Read the full story here Web Link posted Monday, May 24, 2010, 10:59 AM
Town Square
Schools will be hardest hit by falling property values, assessor says
Original post made on May 24, 2010
Read the full story here Web Link posted Monday, May 24, 2010, 10:59 AM
Comments (3)
a resident of Castro City
on May 24, 2010 at 2:33 pm
[Post removed due to disrespectful comment or offensive language]
a resident of Blossom Valley
on May 24, 2010 at 7:43 pm
This article indirectly mentions perhaps the most serious problem with Prop 13: it legislates the rate of inflation to be a maximum of 2%/year. This has not been as serious a problem in recent years (as property values headed down) as it was during the most recent housing boom but overall, since 1975, it has had the effect of reducing property tax's share of state and local tax revenue.

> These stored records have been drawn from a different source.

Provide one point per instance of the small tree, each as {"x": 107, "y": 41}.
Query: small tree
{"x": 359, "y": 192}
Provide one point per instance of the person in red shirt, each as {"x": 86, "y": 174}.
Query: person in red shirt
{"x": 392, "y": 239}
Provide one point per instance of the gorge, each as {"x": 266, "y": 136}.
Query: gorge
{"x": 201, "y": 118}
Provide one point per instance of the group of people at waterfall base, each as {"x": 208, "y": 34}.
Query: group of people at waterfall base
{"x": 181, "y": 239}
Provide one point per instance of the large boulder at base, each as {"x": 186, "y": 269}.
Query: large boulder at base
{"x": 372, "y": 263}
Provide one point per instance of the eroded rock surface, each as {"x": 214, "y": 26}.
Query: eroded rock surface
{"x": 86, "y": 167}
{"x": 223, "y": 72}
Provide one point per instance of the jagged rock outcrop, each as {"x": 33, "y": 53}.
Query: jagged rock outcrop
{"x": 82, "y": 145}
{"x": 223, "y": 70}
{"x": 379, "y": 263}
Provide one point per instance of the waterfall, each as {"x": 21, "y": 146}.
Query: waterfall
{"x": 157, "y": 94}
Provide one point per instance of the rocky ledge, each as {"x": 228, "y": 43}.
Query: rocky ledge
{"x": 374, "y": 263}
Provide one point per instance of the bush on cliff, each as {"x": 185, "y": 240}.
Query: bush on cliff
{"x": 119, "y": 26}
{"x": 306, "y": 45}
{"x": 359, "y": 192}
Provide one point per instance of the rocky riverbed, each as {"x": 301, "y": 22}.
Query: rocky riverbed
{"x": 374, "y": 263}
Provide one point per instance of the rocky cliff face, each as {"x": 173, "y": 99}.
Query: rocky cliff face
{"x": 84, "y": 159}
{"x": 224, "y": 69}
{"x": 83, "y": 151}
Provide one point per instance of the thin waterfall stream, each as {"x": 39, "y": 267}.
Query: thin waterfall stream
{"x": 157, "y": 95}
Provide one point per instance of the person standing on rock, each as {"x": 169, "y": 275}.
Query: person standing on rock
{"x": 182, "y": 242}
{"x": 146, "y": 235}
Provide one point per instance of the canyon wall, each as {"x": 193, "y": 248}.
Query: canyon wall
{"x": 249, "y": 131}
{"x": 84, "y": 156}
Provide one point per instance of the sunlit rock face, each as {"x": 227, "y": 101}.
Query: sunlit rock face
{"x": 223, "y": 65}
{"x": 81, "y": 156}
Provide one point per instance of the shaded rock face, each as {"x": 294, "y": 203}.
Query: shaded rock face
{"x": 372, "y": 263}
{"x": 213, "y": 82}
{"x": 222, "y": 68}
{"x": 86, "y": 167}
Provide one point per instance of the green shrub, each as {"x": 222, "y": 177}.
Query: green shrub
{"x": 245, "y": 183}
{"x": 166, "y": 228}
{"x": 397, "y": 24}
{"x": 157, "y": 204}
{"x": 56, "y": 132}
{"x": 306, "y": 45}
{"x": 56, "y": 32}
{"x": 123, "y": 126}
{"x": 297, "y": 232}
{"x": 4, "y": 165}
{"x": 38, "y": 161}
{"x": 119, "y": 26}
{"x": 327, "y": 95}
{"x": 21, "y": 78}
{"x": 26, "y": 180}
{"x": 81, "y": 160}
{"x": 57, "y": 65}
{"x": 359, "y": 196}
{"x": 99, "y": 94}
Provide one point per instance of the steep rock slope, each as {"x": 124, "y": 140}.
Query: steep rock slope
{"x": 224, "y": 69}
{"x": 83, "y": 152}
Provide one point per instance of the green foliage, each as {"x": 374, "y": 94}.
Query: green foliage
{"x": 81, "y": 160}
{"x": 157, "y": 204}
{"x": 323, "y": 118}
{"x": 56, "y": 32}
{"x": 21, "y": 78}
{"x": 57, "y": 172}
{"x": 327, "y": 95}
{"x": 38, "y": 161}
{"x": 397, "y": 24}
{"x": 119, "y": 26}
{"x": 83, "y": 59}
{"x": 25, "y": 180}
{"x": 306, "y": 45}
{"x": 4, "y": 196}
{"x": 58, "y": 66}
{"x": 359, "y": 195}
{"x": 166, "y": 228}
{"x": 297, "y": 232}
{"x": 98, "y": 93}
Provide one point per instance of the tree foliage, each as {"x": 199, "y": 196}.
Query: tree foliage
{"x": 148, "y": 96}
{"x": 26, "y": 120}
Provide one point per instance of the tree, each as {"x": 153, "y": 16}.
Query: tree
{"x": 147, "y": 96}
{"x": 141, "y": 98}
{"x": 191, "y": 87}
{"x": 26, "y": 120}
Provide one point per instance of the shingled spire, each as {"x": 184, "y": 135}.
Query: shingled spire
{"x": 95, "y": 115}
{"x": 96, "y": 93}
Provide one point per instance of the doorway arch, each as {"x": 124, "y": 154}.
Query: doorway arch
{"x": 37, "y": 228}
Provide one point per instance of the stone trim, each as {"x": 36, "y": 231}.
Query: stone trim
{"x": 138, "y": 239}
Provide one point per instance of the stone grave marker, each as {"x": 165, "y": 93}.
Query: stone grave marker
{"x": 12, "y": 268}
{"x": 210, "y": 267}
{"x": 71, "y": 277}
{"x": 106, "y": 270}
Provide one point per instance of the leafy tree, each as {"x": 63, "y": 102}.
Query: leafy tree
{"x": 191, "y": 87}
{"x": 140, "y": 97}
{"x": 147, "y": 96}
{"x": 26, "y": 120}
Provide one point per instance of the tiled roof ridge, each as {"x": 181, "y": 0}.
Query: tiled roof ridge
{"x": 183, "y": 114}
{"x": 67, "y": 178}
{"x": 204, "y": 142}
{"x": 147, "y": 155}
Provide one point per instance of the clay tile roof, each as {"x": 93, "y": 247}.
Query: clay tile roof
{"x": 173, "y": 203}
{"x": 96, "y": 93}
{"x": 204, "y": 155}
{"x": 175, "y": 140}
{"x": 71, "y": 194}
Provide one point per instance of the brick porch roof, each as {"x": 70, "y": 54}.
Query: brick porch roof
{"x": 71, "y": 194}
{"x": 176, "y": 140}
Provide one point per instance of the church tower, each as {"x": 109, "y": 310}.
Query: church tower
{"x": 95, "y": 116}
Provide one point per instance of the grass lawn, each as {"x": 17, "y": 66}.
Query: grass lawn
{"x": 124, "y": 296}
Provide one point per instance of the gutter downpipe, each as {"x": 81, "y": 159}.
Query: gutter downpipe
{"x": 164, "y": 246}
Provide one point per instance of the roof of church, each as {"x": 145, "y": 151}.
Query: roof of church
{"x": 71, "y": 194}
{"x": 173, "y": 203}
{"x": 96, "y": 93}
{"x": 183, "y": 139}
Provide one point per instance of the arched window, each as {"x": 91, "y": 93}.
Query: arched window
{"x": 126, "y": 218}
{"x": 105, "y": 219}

To keep tax revenue high enough to pay for needed programs, the state has resorted to increasing the sales tax--the most regressive tax we pay. Shamefully, the state now gets a higher percentage of its poorest citizens' income (10.2%) that it does of its richest citizens (7.4% after Federal tax offset). (See Web Link
a resident of Cuesta Park
on May 24, 2010 at 8:32 pm
Even worse - our own Castro St. and 10X bigger Shoreline district have locked the rate of property tax 'inflation' to 0% (that's zero as in nada) when it comes to school General Fund revenue! This is what the budgets on these districts mean when they say 1969 "Frozen Base" assessment. This is not really a 'Sacramento problem' but as the Voice editorial stated several month's ago, a local political will problem. 5% of the Castro St. district general property tax goes to schools, 3% of the Shoreline general property tax goes to schools.